Specific aims. The proposal outlines a plan to pursue a thorough, atomic-level characterization of this NT/Trk interaction and the role of protein motions in binding selectivity and molecular recognition using Nuclear Magnetic Resonance (NMR) spectroscopy as our primary analytical tool.
Our specific aims are to 1) examine the extent of the interactions between NT-4/5 and the linker region C-terminal to domain 5 on TrkB and identify specific contacts between them, 2) measure and compare the backbone dynamics, on the ps-ns and ms timescales, of isotopically labeled hNT-4/5 in its unbound state, and when bound to unlabeled hTrkB-d5 or hTrkB- d5L (TrkB domain 5 with attached linker region), and 3) measure and compare the backbone dynamics of isotopically labeled hTrkB-d5 or hTrkB-d5L in its unbound state, and when bound to unlabeled hNT-4/5. NMR experiments will include titrations to monitor chemical shift changes upon complex formation, residual dipolar coupling and hydrogen exchange experiments to structurally characterize the TrkB/NT interactions, and spin relaxation experiments to analyze protein motions in NT-4/5 and TrkB at multiple timescales. Health-related significance. Mutations and modifications to NTs have been linked to numerous illnesses, including Alzheimer's and Parkinson's disease, chronic pain and arthritis. There is widespread interest in developing NT-based therapeutics to treat these conditions, but success is dependent on having a comprehensive grasp of the mechanism of specificity and function inneurotrophins in order to yield selective drugs with fewer side effects. The results of these studies will be the first to provide insight into the correlation between protein motions and binding selectivity in NTs and may ultimately be critical for furthering our understanding of the bio- physical properties of this signaling process and improving our ability treat neurological diseases.
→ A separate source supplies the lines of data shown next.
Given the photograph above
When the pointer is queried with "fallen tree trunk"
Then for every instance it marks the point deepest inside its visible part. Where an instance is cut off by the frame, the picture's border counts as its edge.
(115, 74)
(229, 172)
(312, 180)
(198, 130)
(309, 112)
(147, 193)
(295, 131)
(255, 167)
Our ultimate goal is to understand, at the most fundamental molecular level, the connection between internal motions within a protein involved in signal transmission and its ability to recognize and interact with another protein that is participating in the signaling pathway. If we can contribute to an improved and more sophisticated understanding of this process, we may be better able to treat neurological diseases such as Parkinson's, Alzheimer's or depression using drugs that have been designed to have fewer negative side effects.